Cursos livres, de extensão e de curta duração fazem parte de um nicho ainda pouco explorado pelas instituições de ensino superior.

Especialização não é mais sinônimo apenas de pós-graduação. As novas exigências de um mercado de trabalho sempre mais plural e concorrido ampliaram as possibilidades para quem precisa se atualizar na própria área, fazer novos contatos, utilizar ferramentas específicas ou mesmo aumentar o seu universo cultural. Isso se traduz em uma tendência dos profissionais qualificados de buscarem continuamente novas fontes de conhecimento, mas também em uma oportunidade para instituições de ensino superior que desejam se conectar ao mercado e ofertar cursos de menor duração e sem o caráter acadêmico e de formação aprofundada da pós.

Ainda que a maior parte das escolas ofereça essa opção, os cursos livres ainda representam um nicho de mercado pouco explorado, quando poderiam servir de ferramenta para trabalhar a imagem da instituição, bem como para captar recursos. A opinião é do consultor educacional Ryon Braga, presidente da Hoper Consultoria & Pesquisa. “Os cursos livres – principalmente na área corporativa – sempre foram explorados por pequenas empresas e a universidade não soube aproveitar essa oportunidade adequadamente”, afirma.

Segundo o especialista, há hoje dois movimentos de interesse crescente por esse tipo de oferta. Um originário do lado das empresas, interessadas em funcionários mais qualificados e atualizados, e o outro é uma iniciativa dos próprios profissionais. Por isso, esse é um bom momento para as instituições investirem. “A área ainda é pouco explorada por dois motivos: em primeiro lugar, porque a academia sempre foi refratária a esse tipo de curso, o qual considerava um subproduto. Depois, porque o mercado da graduação estava em franco crescimento. Agora que está estável, as universidades devem se voltar para outras fontes de recurso”, explica.

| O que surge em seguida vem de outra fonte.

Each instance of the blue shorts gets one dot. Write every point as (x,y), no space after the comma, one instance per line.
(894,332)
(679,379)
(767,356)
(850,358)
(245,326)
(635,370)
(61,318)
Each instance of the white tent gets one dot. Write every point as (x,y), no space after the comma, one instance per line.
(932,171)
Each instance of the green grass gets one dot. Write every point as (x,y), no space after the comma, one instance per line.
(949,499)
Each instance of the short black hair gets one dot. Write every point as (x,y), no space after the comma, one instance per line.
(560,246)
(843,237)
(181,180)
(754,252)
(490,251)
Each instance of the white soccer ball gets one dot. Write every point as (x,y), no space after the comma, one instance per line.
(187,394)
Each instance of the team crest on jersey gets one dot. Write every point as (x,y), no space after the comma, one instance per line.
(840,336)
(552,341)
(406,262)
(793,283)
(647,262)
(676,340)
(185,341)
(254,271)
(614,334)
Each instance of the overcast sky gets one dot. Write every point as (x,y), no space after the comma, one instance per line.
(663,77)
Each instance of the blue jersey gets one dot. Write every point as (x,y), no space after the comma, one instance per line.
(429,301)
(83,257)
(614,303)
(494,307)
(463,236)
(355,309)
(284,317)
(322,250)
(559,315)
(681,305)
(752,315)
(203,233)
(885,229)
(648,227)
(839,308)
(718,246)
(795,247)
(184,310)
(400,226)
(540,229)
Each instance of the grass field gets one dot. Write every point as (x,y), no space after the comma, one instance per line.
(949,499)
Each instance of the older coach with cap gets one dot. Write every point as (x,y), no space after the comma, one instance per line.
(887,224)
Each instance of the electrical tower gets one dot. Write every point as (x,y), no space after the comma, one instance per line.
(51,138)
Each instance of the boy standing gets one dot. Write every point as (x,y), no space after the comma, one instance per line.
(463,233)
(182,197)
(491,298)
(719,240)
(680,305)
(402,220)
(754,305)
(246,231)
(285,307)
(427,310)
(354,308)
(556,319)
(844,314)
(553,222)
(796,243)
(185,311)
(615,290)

Para acelerar a corrida e alcançar quem já explora esse nicho há tempos, as escolas de ensino superior já partem com uma vantagem sobre instituições independentes: a possibilidade de emitir um certificado. Sem regulamentação do Ministério da Educação, a oferta de cursos livres se espalha em um oceano de opções e escolas. Sendo assim, a certificação do ensino é um benefício, pois possui mais valor junto às empresas contratantes – conforme analisa Braga.
Apesar das oportunidades, o consultor alerta: investir em cursos livres não é para todos. É preciso poder garantir a qualidade das aulas, pois os resultados servem de vitrine e propaganda para a instituição. Caso os cursos sejam negligenciados, a universidade pode arcar com fortes danos à sua imagem e credibilidade. Por isso, é necessário que o tema seja alinhado à área que a faculdade já atua. “Assim, é possível reaproveitar a infraestrutura, o material, os professores e o conteúdo. Quando ela já tem uma boa estrutura em um setor em que já atua fortemente, aquele curso só dá lucro. Caso contrário, o custo-benefício pode não ser tão vantajoso”, diz Braga.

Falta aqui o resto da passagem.